Multi-language support #12

DadiBit · 2024-04-20T21:01:37Z

While checking out PR #11 I realized that supporting multi languages should be fairly easy to implement, however I would allow an optional langs parameter to pass a list of languages (eg eng,deu,ita) and split each language in its own training data.

If no langs param is passed, then all are checked.

Why? Well:

we don't want to update/rebuild the whole vector/dataset if we add a new language or update an exisiting one
we don't want to overload the server if we know that a certain site is going to use mostly one or two languages (eg, german and english)
it makes the code more sustainable (not just a single huge .csv file with a bunch of commits)

The text was updated successfully, but these errors were encountered:

BKSchatzki · 2024-04-20T21:57:49Z

Was going to drop some Chinese and Thai in and submit a PR, but saw this issue first and I couldn't agree more.

Having a langs param would be really important for getting rid of false positives, especially regarding languages written using something other than the Latin alphabet when they are romanized or abbreviated.

NatanaelBorges · 2024-04-21T03:42:57Z

When reviewing the code to adapt it for implementation in Portuguese, I realized that opting for integration in the .csv file would not make much sense. In my opinion, exploring an alternative implementation method has numerous potential advantages and benefits. Here's a breakdown of the key points:

Benefits:

Efficiency: By splitting the training data by language, the code avoids retraining the entire model when a new language is added or an existing one is updated. This saves time and computational resources.
Scalability: The optional langs parameter allows specifying which languages to check for profanity. This can improve server performance by avoiding unnecessary checks for languages not in use.
Maintainability: Separating the training data by language makes the codebase more manageable. It simplifies adding new languages and avoids cluttering the code with a massive combined dataset.
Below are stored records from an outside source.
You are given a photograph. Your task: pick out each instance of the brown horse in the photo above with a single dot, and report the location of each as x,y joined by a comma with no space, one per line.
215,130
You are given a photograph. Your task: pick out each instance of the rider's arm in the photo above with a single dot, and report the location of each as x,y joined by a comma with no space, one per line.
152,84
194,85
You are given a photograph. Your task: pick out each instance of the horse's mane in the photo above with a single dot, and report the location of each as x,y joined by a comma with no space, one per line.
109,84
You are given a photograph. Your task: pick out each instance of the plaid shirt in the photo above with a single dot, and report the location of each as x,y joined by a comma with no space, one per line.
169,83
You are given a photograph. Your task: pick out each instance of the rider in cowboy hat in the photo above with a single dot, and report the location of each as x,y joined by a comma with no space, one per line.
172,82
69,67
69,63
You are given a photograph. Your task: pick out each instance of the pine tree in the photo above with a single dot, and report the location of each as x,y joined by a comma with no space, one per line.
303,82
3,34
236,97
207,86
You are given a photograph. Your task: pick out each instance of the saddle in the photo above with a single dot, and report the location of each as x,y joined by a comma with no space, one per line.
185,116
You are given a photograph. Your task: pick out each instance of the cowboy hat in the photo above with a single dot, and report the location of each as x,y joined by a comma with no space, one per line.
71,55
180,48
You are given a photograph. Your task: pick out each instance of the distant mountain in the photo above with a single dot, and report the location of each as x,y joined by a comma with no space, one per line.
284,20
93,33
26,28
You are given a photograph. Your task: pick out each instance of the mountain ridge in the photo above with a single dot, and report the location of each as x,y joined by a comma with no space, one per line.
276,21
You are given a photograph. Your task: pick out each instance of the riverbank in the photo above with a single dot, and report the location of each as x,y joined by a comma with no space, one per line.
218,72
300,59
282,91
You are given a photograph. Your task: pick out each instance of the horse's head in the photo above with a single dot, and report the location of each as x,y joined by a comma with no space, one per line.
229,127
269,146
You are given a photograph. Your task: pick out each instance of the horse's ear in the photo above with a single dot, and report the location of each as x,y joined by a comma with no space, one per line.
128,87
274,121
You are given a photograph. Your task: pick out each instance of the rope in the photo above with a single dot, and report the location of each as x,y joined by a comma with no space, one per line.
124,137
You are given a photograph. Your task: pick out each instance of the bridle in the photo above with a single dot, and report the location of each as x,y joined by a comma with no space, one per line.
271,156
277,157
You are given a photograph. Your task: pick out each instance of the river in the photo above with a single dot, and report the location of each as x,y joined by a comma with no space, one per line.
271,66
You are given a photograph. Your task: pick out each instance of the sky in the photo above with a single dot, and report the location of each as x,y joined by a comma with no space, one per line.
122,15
DadiBit · 2024-04-21T11:20:30Z

I have little to no experience with lanague-based content, but I've seen that the ISO 639 is the go-to web/API standard. Some resources:

Here are two sub-issues:

do profanity words change across individual 3-letter languages (eg Southern sou and Northern Thai nod)? ¹
do profanity words change across local variation (eg US en-US vs UK en-UK, or Portogual vs Brazil...)? ²

Although I'm pretty sure the answer is no for both questions in most cases, I would like to implement the ability to use both 3 letter codes and localization too.

If we were to implement 3 letter codes and localization:

We could have a training_data folder with an en subfolder, which would contain en.csv as the main "index" for the macro language, eng.csv as an extension to the relative macro language (ie en) and then an en-US.csv for any local extension to the 2 letter code language or eng-US for even finer localisation (probably it's never going to be used this last option tbh).

Params
Here is my idea:
If lang=en is passed then only en is used
If lang=eng is passed then both en and eng are used
If lang=en-US is passed then both en and en-US are used
Since all cav are in the 2 letter code folder we have a super easz way to know the 2 letter code from the 3 letter one.

Langs endpoint
Also as a bonus, a simple /api/langs/ could return the supported language list.

Difference between 2 letter and 3 letter codes https://en.wikipedia.org/wiki/ISO_639-3 ↩
Country codes: https://www.iso.org/obp/ui/#search ↩

joschan21 · 2024-04-22T06:29:57Z

Great discussion. From a user perspective I would find it confusing if there were multiple variations of en and eng, because intuitively there might not be a difference. By the way, great question of if this should be in the same database or namespace. The benefit would be that it's much simpler to set up.

On the other side, the risk might be that a word in spanish looking similar to an english swear word might get flagged without meaning something bad in spanish. Then again, some profanities remain the same, i.e. the most popular english profanities also work in spanish I suppose - we'd have to re-index all of them for the spanish, portugese, etc. versions. So I propose just adding them to the same database and seeing how that goes, the lang parameters make sense

DadiBit · 2024-04-22T07:31:30Z

On the other side, the risk might be that a word in spanish looking similar to an english swear word might get flagged without meaning something bad in spanish. Then again, some profanities remain the same, i.e. the most popular english profanities also work in spanish I suppose - we'd have to re-index all of them for the spanish, portugese, etc. versions. So I propose just adding them to the same database and seeing how that goes, the lang parameters make sense

An example: the word "negro" in Italian is literally the n-word, however in Spanish it's just the black color, without any negative connotation whatsoever (as far as I know)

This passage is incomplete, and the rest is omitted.